Treasury and government funds continued to see inflows as the monetary system cash balances grew. Treasury Bill / Note supply decreases resulting from the reduction in U.S. Treasury general account pushed Government-Sponsored Enterprise (GSE) and Treasury yields to a trading range near the bottom of the FOMC’s fed funds target. Management continued to focus on securing long-term yield when rangebound trading opportunities arose, seeing little downside to extension, anticipating a low yield environment for the foreseeable future. Throughout the quarter, we also capitalized on opportunities in floating-rate investments that we believed made economic sense and felt would benefit shareholders over the securities holding period.

First American Retail Tax Free Obligations Fund

Investors continue to search for better yielding alternatives to tax-free money market funds. During the first quarter, the industry experienced outflows of approximately 7% of total assets under management (AUM) or $7 billion. This is particularly noteworthy as this period does tend to see a higher amount of reinvestment demand from municipal bond coupon payments and maturities. The tax-free money market fund industry AUM is currently at its lowest level in nearly 30 years. Despite the steady money market outflows, demand for short term municipal securities has remained strong. Municipal bond funds have seen fairly consistent inflows since the middle of last year. Recent volatility in the intermediate and long end of the yield curve may be encouraging some investors to focus efforts on bonds with shorter maturity notes and bonds. The Fund continues to be positioned with a longer weighted average maturity and higher allocations to fixed-rate investments vs. many of its peers. However, considering the steady outflows and lower market yields, we have allowed the Weighted Average Maturity (WAM) to shorten over recent weeks.
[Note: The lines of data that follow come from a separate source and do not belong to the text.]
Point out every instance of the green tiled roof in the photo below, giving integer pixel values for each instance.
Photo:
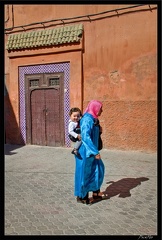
(49, 37)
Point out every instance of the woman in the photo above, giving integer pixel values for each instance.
(89, 172)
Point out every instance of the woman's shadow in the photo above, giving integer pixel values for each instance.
(122, 187)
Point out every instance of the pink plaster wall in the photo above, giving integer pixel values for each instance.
(116, 63)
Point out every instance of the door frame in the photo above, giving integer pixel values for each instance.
(42, 81)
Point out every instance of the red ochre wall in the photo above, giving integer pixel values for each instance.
(119, 68)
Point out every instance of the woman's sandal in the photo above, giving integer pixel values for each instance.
(100, 196)
(84, 201)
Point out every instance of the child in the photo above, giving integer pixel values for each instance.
(74, 129)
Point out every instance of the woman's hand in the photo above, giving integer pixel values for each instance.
(79, 137)
(98, 156)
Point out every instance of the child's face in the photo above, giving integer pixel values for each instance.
(75, 116)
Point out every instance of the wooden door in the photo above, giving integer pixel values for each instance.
(45, 107)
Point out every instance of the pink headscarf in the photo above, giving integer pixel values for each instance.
(93, 108)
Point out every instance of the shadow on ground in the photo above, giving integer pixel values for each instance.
(8, 148)
(122, 187)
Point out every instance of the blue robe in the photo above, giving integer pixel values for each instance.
(89, 172)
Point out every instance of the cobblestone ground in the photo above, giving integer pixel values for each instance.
(39, 197)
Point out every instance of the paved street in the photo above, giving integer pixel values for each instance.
(39, 198)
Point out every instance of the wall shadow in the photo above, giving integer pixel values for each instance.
(12, 133)
(8, 148)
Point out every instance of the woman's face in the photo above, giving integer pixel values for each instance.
(75, 116)
(100, 111)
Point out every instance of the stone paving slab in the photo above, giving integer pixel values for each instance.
(39, 198)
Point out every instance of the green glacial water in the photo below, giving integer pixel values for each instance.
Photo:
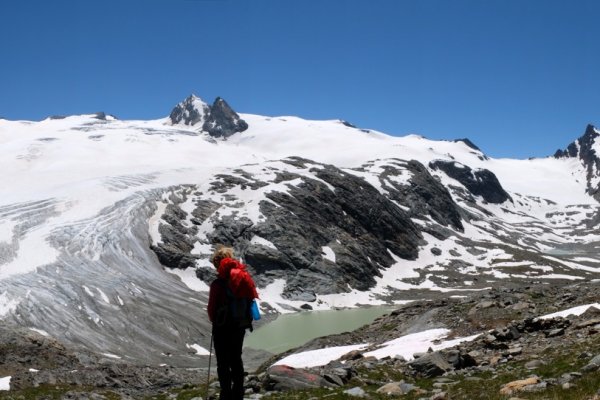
(293, 330)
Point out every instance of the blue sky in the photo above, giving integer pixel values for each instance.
(520, 78)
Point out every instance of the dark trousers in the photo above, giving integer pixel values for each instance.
(230, 368)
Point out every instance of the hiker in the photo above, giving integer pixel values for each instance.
(230, 298)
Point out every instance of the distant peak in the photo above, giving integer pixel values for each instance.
(468, 143)
(190, 111)
(582, 147)
(218, 120)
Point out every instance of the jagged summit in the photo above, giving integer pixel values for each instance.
(581, 147)
(468, 142)
(585, 148)
(219, 120)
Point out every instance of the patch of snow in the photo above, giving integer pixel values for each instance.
(40, 331)
(5, 383)
(406, 346)
(103, 295)
(189, 278)
(201, 351)
(264, 242)
(7, 305)
(328, 253)
(109, 355)
(88, 291)
(571, 311)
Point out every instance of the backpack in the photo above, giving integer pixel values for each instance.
(241, 292)
(236, 311)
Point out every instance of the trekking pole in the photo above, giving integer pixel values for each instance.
(208, 375)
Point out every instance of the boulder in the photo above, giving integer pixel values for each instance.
(431, 365)
(283, 378)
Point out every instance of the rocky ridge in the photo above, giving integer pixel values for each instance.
(219, 120)
(516, 353)
(584, 149)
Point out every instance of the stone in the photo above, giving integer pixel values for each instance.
(396, 388)
(518, 385)
(593, 365)
(555, 332)
(430, 365)
(222, 121)
(353, 355)
(283, 378)
(479, 182)
(533, 364)
(355, 392)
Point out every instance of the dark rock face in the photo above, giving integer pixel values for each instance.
(222, 121)
(219, 120)
(425, 195)
(282, 378)
(321, 208)
(583, 148)
(468, 143)
(355, 221)
(177, 243)
(190, 111)
(431, 364)
(480, 182)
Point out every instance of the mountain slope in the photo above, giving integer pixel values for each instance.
(326, 215)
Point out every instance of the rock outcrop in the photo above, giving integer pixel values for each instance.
(480, 182)
(218, 120)
(583, 148)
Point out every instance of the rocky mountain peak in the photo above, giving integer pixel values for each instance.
(219, 120)
(581, 147)
(190, 111)
(584, 149)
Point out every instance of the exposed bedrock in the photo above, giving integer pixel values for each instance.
(324, 231)
(480, 182)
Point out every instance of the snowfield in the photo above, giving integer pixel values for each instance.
(81, 201)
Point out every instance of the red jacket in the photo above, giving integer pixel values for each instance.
(238, 280)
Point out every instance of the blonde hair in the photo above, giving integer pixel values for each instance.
(220, 253)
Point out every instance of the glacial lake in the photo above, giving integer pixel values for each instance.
(293, 330)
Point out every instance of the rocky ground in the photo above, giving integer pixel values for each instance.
(516, 356)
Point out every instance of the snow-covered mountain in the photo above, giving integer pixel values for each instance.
(106, 226)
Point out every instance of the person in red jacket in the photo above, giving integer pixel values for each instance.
(228, 336)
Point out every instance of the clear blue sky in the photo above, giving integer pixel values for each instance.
(520, 78)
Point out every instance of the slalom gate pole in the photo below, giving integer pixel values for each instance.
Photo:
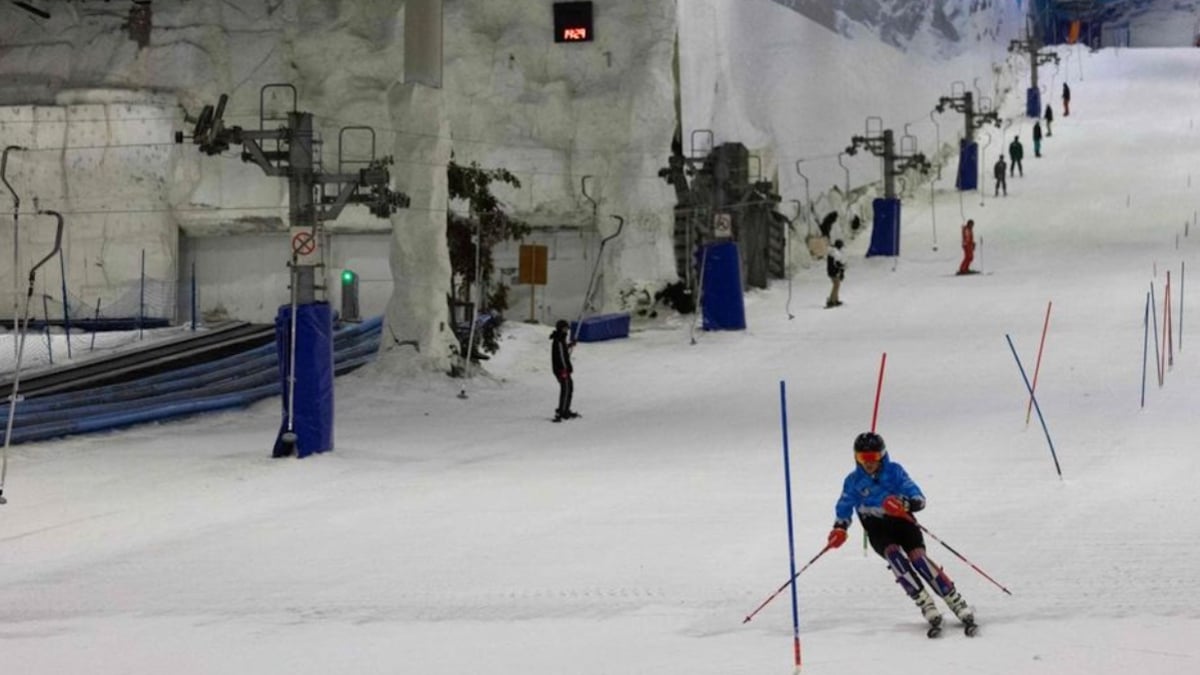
(960, 556)
(791, 531)
(66, 310)
(875, 417)
(1037, 366)
(1145, 348)
(595, 270)
(700, 293)
(879, 389)
(786, 584)
(1153, 321)
(21, 350)
(1168, 344)
(1036, 406)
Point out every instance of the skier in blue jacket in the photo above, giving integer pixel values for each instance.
(883, 495)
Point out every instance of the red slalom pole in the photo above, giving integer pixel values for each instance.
(786, 584)
(1170, 323)
(949, 548)
(1167, 303)
(875, 417)
(1037, 366)
(879, 389)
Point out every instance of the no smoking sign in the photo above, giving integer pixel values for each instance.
(304, 246)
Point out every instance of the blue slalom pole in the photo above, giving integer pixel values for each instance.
(1153, 317)
(791, 532)
(66, 311)
(1036, 406)
(1145, 348)
(193, 296)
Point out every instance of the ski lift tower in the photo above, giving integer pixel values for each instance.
(963, 101)
(886, 222)
(304, 327)
(1032, 47)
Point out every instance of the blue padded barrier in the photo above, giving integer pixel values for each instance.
(601, 327)
(720, 287)
(969, 166)
(886, 232)
(312, 378)
(247, 378)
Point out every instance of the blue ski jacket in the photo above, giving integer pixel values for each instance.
(864, 493)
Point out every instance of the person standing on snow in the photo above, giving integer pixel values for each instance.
(835, 267)
(967, 248)
(561, 346)
(1015, 154)
(883, 496)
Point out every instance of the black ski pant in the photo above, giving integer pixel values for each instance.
(565, 389)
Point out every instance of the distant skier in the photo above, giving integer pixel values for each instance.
(883, 496)
(967, 248)
(827, 223)
(835, 268)
(1015, 153)
(561, 346)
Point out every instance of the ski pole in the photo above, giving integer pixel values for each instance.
(960, 556)
(786, 584)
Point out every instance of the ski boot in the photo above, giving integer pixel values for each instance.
(965, 614)
(930, 611)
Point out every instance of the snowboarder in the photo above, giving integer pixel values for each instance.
(835, 267)
(967, 248)
(1015, 154)
(561, 346)
(883, 495)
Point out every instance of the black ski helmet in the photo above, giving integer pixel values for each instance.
(869, 442)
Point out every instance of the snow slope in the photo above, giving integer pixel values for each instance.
(448, 536)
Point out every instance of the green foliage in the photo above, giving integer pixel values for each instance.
(473, 185)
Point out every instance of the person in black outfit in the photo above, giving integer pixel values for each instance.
(1015, 153)
(835, 268)
(561, 346)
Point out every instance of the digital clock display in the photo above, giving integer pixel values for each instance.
(573, 22)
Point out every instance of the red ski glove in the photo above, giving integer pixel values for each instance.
(837, 537)
(895, 507)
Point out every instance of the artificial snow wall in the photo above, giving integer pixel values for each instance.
(792, 79)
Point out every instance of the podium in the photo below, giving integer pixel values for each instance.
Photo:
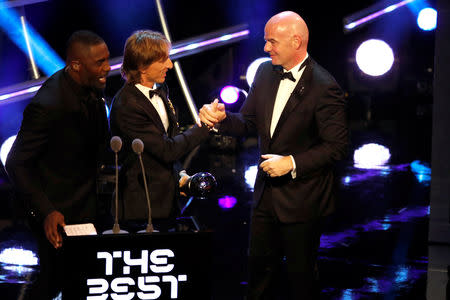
(138, 266)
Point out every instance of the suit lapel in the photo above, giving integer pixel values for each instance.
(296, 97)
(149, 108)
(272, 89)
(171, 114)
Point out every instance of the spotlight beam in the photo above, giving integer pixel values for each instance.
(180, 49)
(371, 13)
(46, 58)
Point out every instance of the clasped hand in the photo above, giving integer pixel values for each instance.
(211, 114)
(276, 165)
(52, 223)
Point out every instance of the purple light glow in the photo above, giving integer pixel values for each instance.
(6, 146)
(198, 45)
(374, 15)
(229, 94)
(227, 202)
(374, 57)
(344, 238)
(18, 256)
(19, 93)
(209, 42)
(371, 156)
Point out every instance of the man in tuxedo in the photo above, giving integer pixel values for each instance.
(54, 160)
(297, 110)
(142, 109)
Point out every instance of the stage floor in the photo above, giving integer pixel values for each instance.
(374, 247)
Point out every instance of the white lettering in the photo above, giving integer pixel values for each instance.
(159, 260)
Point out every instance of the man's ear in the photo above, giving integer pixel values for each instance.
(297, 41)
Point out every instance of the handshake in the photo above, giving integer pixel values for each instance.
(211, 114)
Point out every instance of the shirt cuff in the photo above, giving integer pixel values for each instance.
(294, 168)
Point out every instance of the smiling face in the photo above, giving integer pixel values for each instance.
(286, 37)
(156, 71)
(94, 66)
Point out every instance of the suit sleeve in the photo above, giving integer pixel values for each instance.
(135, 123)
(21, 166)
(330, 116)
(244, 122)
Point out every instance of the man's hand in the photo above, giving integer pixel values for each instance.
(276, 165)
(211, 114)
(51, 223)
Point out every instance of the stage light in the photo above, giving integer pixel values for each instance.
(18, 256)
(45, 57)
(371, 156)
(229, 94)
(180, 49)
(427, 19)
(250, 176)
(6, 146)
(374, 57)
(422, 171)
(251, 70)
(108, 111)
(227, 202)
(371, 13)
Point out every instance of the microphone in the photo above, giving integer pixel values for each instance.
(138, 147)
(116, 145)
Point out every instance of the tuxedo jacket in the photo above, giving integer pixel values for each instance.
(312, 128)
(134, 116)
(54, 160)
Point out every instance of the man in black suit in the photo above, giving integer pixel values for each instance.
(142, 109)
(54, 160)
(298, 112)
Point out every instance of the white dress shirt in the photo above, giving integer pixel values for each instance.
(157, 103)
(285, 90)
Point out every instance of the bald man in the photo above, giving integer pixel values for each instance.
(54, 160)
(297, 110)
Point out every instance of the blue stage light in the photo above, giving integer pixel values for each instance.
(374, 57)
(427, 19)
(46, 58)
(6, 146)
(251, 70)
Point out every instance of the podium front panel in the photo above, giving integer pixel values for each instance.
(138, 266)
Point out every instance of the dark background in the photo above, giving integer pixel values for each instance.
(400, 102)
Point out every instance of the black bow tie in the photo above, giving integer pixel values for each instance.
(157, 92)
(287, 75)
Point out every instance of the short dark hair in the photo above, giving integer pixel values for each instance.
(142, 48)
(84, 38)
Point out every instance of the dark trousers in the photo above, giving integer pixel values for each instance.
(270, 241)
(48, 281)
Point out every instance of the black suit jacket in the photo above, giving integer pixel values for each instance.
(312, 128)
(133, 116)
(54, 160)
We expect strong municipal market technical factors during the summer months and will be motivated to extend the fund’s WAM ahead of June.

What near-term considerations will affect fund management?

In the coming quarters, we anticipate yields will stay depressed as the U.S. progresses through the COVID-19 pandemic and the FOMC’s commitment to ease monetary policy. It appears the yield on non-government debt has bottomed as LIBOR has found a floor with supply-demand dynamics in equilibrium. We believe that prime money market fund yields are near a floor as most seasoned / pre-pandemic holdings have matured. Both the institutional and retail prime obligations funds will remain reasonable short-term investment options for investors seeking higher yields on cash positions while assuming minimal credit risk.

Yields in the GSE and Treasury space will remain influenced by Fed policy and Treasury bill / note supply. We believe the Fed will provide the tools necessary to normalize the repo market, foster market liquidity and keep front-end rates above zero. Assuming no additional Fed policy adjustments, we anticipate T-bill / note issuance to decline, providing the sector with further challenges to invest large balances efficiently. Any supply changes in Treasury issuance may create some yield volatility on the short end as the forces of supply and demand seek optimization. We will continue to capitalize on investment opportunities, in all asset classes and indexes, based on domestic and global economic market data as well as changes in our Fed rate expectations.